The change will see maximum discounts available to council tenants purchasing their homes more than halved to £16,000 in the areas targeted. Forty-two local authorities in parts of London and the South East have been asked to join the scheme.
The authorities concerned will be given two weeks to opt out if they can demonstrate reduced discounts would not be justified in local housing market conditions. The Government is also widening the scope of restrictions on right to buy resale, to protect affordable housing in rural areas.
Mr Prescott said: ‘I am totally committed to the principle of right to buy. We are not abolishing the scheme, but modernising it. In certain housing crisis areas, right to buy has had an adverse effect on the supply of affordable housing, penalising those who desperately need somewhere to live.’

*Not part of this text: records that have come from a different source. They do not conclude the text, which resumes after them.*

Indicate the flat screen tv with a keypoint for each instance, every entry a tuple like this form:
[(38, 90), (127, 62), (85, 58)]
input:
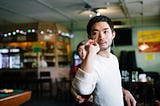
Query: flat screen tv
[(123, 37)]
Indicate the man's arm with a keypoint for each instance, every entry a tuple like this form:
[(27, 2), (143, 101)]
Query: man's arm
[(130, 100)]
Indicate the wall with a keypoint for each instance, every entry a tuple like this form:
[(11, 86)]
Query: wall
[(146, 65)]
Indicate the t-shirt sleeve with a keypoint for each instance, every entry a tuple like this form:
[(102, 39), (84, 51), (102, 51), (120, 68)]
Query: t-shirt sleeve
[(84, 82)]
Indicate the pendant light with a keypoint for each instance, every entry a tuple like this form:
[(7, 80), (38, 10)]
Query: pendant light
[(143, 46)]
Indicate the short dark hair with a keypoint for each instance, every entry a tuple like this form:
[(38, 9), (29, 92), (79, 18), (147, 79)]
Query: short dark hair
[(96, 19), (80, 44)]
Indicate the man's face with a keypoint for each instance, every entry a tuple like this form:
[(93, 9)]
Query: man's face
[(102, 34)]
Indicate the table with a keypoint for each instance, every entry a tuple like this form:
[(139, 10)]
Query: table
[(15, 99)]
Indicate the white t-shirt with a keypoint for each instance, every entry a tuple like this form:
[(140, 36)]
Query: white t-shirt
[(104, 82)]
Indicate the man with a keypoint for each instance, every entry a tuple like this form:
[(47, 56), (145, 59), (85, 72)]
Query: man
[(99, 73)]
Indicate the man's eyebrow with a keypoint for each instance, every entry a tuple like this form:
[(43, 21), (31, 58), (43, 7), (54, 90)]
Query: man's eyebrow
[(98, 30)]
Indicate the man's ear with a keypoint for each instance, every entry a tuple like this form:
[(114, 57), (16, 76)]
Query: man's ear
[(113, 35)]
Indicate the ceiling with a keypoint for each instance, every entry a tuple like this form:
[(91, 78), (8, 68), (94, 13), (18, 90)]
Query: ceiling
[(74, 13)]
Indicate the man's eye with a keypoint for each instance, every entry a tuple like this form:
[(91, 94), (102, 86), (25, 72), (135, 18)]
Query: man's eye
[(95, 33)]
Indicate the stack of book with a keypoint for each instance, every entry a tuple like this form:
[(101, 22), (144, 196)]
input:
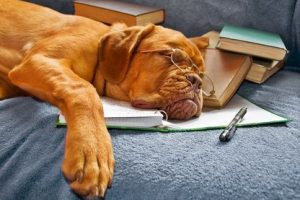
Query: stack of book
[(238, 53), (110, 11)]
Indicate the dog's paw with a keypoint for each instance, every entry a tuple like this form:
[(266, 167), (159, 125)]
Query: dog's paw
[(89, 161)]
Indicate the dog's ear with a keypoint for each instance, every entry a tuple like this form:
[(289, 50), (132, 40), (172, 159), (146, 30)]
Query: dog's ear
[(116, 49)]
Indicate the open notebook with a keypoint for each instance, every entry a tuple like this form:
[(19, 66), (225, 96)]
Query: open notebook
[(121, 115)]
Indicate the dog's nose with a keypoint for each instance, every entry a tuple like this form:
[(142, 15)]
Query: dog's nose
[(194, 80)]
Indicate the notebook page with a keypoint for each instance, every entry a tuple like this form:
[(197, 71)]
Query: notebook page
[(114, 108), (216, 118)]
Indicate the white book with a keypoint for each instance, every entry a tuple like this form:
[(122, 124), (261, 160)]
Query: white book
[(119, 114)]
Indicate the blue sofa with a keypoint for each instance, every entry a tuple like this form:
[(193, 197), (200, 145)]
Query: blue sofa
[(260, 162)]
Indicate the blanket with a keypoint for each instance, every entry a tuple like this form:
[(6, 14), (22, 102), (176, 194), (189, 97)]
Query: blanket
[(260, 162)]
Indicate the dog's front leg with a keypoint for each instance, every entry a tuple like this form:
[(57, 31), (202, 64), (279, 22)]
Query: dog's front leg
[(88, 161)]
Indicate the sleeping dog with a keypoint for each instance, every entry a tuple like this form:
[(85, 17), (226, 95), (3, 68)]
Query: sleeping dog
[(70, 61)]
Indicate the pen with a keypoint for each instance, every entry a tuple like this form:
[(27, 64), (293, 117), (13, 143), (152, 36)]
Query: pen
[(229, 131)]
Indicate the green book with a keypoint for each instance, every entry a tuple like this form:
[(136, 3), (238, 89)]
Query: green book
[(120, 115), (252, 42)]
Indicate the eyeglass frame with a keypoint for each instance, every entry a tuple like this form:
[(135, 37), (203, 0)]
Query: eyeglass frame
[(201, 74)]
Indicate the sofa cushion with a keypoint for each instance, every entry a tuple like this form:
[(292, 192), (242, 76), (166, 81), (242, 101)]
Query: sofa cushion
[(63, 6)]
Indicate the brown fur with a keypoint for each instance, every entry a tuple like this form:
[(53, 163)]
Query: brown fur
[(69, 61)]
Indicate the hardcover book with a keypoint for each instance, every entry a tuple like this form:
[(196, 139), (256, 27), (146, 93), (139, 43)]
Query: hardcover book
[(227, 71), (110, 11), (262, 69), (252, 42)]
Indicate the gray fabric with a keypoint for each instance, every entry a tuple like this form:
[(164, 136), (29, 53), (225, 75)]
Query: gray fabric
[(195, 17), (295, 57), (63, 6), (258, 163)]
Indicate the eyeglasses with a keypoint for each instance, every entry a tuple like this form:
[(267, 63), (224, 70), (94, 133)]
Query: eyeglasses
[(182, 61)]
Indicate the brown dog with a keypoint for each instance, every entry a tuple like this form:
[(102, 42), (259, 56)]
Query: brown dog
[(69, 61)]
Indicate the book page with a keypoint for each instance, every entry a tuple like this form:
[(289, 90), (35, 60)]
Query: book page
[(219, 118), (114, 108)]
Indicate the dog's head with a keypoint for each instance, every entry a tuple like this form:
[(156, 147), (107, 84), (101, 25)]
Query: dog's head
[(152, 67)]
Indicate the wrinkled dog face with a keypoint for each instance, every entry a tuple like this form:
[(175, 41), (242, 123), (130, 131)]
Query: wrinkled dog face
[(165, 73), (167, 68)]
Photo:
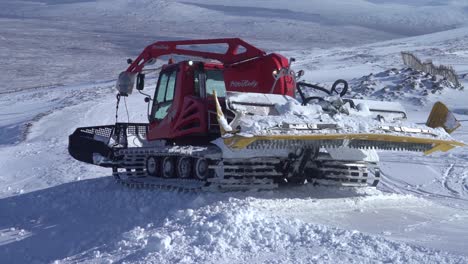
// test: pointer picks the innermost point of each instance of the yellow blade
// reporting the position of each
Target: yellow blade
(442, 117)
(377, 141)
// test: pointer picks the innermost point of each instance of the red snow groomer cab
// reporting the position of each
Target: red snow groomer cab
(229, 120)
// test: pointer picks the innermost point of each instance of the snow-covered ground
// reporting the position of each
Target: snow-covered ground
(59, 62)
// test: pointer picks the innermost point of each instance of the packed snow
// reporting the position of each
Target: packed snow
(60, 60)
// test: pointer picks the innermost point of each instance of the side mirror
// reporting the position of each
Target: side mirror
(140, 82)
(125, 83)
(300, 74)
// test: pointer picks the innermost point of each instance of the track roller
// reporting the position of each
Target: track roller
(168, 167)
(184, 167)
(200, 169)
(152, 166)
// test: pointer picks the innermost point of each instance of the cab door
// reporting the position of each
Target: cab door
(164, 95)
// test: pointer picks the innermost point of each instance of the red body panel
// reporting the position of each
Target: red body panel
(245, 69)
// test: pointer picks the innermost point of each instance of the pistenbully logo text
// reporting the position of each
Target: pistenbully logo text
(243, 84)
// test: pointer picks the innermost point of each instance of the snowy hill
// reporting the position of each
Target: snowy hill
(404, 84)
(62, 57)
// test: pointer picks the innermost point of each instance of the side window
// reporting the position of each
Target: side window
(215, 82)
(161, 90)
(171, 87)
(164, 94)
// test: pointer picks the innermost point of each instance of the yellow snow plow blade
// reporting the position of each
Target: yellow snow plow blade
(371, 141)
(440, 117)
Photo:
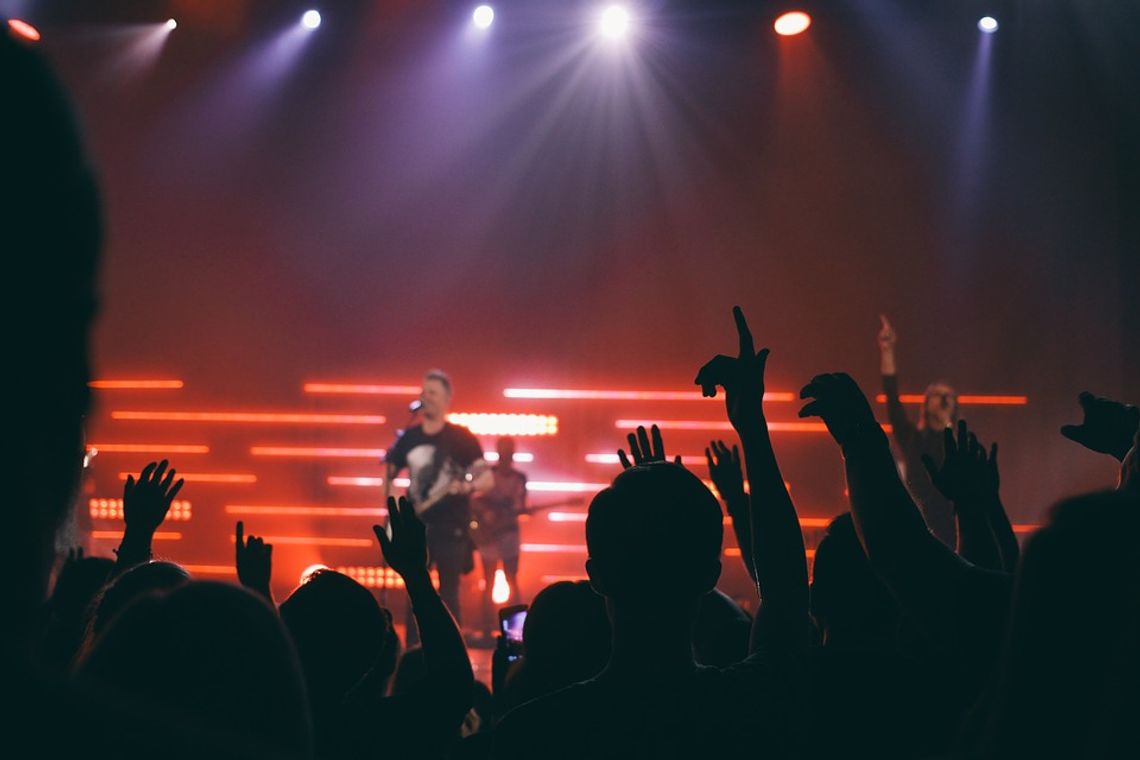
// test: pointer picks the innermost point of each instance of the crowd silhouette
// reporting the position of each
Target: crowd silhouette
(904, 645)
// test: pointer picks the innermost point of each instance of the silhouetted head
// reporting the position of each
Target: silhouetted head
(1075, 597)
(208, 656)
(566, 639)
(939, 407)
(149, 578)
(848, 601)
(53, 234)
(340, 630)
(653, 534)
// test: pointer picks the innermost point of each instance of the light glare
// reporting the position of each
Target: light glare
(310, 19)
(615, 22)
(791, 23)
(483, 16)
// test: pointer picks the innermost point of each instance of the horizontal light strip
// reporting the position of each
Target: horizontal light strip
(210, 570)
(147, 448)
(208, 477)
(136, 385)
(361, 389)
(307, 511)
(580, 517)
(554, 548)
(180, 509)
(505, 424)
(734, 552)
(564, 487)
(978, 400)
(315, 540)
(588, 394)
(318, 452)
(519, 456)
(612, 459)
(722, 425)
(365, 481)
(250, 417)
(159, 536)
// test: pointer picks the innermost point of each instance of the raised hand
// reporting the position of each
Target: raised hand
(643, 450)
(406, 552)
(967, 476)
(254, 561)
(1108, 425)
(147, 500)
(725, 471)
(843, 406)
(741, 376)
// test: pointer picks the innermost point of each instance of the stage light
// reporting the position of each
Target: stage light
(795, 22)
(24, 30)
(482, 16)
(615, 22)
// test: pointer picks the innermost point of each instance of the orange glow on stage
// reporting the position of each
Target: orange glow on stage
(792, 23)
(316, 452)
(506, 424)
(267, 417)
(208, 477)
(24, 30)
(966, 400)
(160, 536)
(180, 509)
(304, 511)
(592, 394)
(148, 448)
(361, 389)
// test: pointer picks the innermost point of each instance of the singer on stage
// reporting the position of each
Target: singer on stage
(446, 466)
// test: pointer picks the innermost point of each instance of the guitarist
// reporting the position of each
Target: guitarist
(446, 465)
(496, 526)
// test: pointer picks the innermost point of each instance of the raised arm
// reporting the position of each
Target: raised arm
(920, 571)
(146, 503)
(962, 479)
(447, 688)
(901, 425)
(776, 541)
(729, 477)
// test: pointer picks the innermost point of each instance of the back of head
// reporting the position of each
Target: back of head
(51, 228)
(1075, 590)
(566, 638)
(340, 631)
(213, 658)
(847, 596)
(653, 534)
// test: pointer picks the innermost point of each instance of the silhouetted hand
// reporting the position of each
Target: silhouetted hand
(147, 500)
(643, 451)
(1108, 425)
(887, 337)
(841, 405)
(967, 477)
(742, 378)
(406, 552)
(725, 471)
(254, 561)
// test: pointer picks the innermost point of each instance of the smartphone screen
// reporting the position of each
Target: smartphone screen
(511, 622)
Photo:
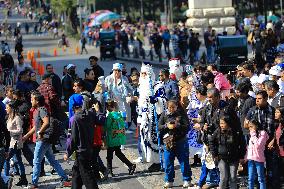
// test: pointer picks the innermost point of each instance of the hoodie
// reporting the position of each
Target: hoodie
(221, 82)
(82, 132)
(256, 146)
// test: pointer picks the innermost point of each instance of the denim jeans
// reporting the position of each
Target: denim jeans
(139, 142)
(43, 149)
(259, 168)
(83, 173)
(18, 155)
(181, 151)
(272, 169)
(210, 54)
(2, 160)
(196, 55)
(228, 170)
(208, 176)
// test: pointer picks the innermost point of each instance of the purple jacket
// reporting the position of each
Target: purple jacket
(256, 146)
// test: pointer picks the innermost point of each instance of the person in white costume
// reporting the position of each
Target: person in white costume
(151, 99)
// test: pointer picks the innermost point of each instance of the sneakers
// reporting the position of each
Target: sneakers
(187, 184)
(122, 147)
(138, 160)
(128, 132)
(208, 186)
(32, 186)
(10, 183)
(65, 183)
(168, 185)
(132, 169)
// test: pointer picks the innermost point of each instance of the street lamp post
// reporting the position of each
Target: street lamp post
(142, 11)
(265, 11)
(281, 6)
(166, 11)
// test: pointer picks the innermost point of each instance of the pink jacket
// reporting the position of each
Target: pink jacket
(221, 82)
(256, 146)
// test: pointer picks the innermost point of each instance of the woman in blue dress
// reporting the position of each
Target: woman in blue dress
(196, 102)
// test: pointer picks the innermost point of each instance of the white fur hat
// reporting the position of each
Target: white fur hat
(262, 78)
(117, 66)
(275, 70)
(102, 80)
(174, 62)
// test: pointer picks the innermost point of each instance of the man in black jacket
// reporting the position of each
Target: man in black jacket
(4, 142)
(68, 81)
(81, 142)
(210, 117)
(245, 102)
(55, 80)
(275, 97)
(98, 70)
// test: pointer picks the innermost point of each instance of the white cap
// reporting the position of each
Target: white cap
(117, 66)
(262, 78)
(174, 62)
(275, 70)
(102, 80)
(70, 66)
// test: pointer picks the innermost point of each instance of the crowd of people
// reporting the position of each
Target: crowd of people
(219, 121)
(229, 124)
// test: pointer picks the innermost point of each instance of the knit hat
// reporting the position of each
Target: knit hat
(76, 100)
(70, 66)
(275, 70)
(117, 66)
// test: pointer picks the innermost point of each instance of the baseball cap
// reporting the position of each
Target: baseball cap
(76, 100)
(93, 58)
(45, 76)
(70, 66)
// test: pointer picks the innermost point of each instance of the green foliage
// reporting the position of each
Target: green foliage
(60, 6)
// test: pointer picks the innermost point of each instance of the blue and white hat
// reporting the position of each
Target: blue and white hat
(117, 66)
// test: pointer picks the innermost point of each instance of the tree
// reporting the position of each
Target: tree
(67, 8)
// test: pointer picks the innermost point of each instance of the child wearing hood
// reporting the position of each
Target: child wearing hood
(255, 154)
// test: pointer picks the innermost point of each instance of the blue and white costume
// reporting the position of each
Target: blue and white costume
(146, 118)
(193, 112)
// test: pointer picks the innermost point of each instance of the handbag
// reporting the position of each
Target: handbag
(169, 142)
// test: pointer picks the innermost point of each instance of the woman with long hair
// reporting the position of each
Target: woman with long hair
(15, 127)
(89, 80)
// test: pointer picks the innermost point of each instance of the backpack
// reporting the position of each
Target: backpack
(52, 133)
(258, 45)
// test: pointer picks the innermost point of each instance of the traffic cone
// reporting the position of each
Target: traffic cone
(54, 52)
(29, 55)
(136, 134)
(35, 65)
(42, 70)
(32, 54)
(77, 50)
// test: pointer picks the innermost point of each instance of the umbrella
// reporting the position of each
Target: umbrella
(93, 15)
(94, 23)
(107, 16)
(273, 18)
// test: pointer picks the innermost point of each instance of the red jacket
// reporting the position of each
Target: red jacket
(98, 135)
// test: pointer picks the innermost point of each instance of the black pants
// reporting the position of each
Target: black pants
(82, 172)
(119, 154)
(84, 48)
(97, 164)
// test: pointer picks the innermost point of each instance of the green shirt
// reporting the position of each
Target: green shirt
(115, 130)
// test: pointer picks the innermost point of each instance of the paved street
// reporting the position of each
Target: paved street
(141, 179)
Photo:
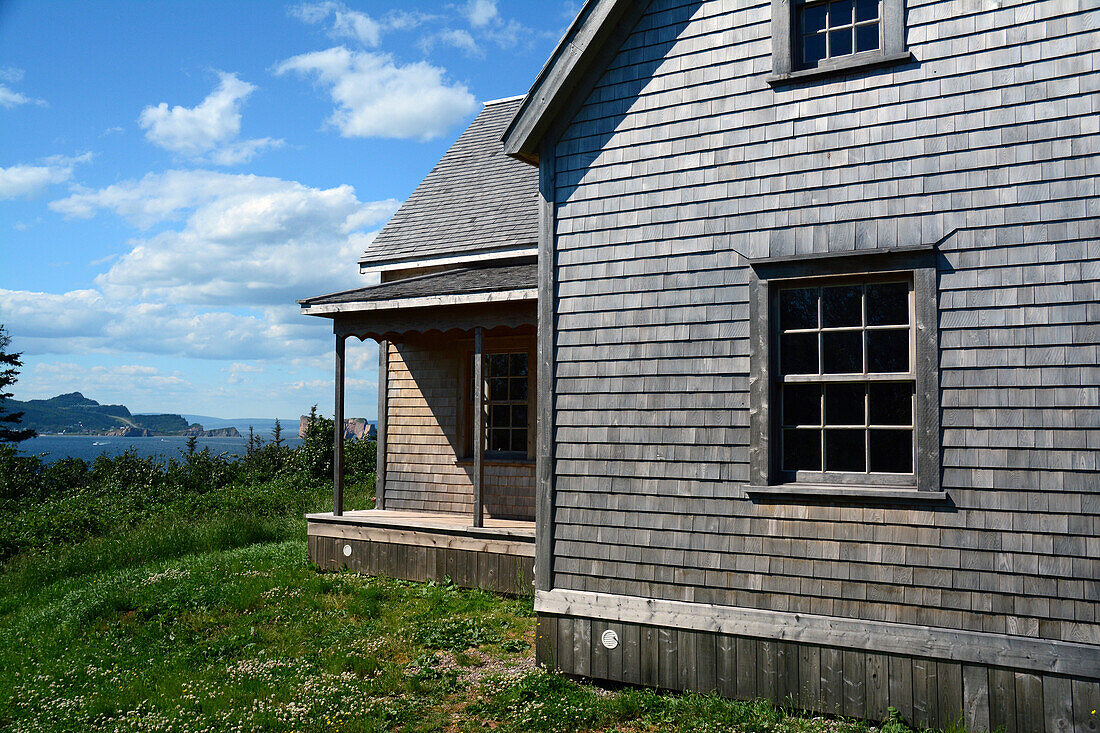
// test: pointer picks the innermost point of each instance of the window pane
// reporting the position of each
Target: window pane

This will make right to buy much less attractive to companies seeking to profit from ex-local authority property. Research from the Office of the Deputy Prime Minister found that between 1998 and 2001, companies making deals with tenants to acquire the properties for their own speculative purposes purchased 5% of all council home sales in inner London.
John Wrigglesworth, housing economist for Hometrack, said: ‘The main result is that fewer council house tenants will become homeowners, which will mean fewer ex-council houses eventually arriving on the market, marginally positive to the market, but a small effect.’
Current maximum discounts are still available to tenants who apply before the change comes into effect in March 2003. The new discount level will fall in line with that available to assured housing association tenants under the right-to-acquire scheme.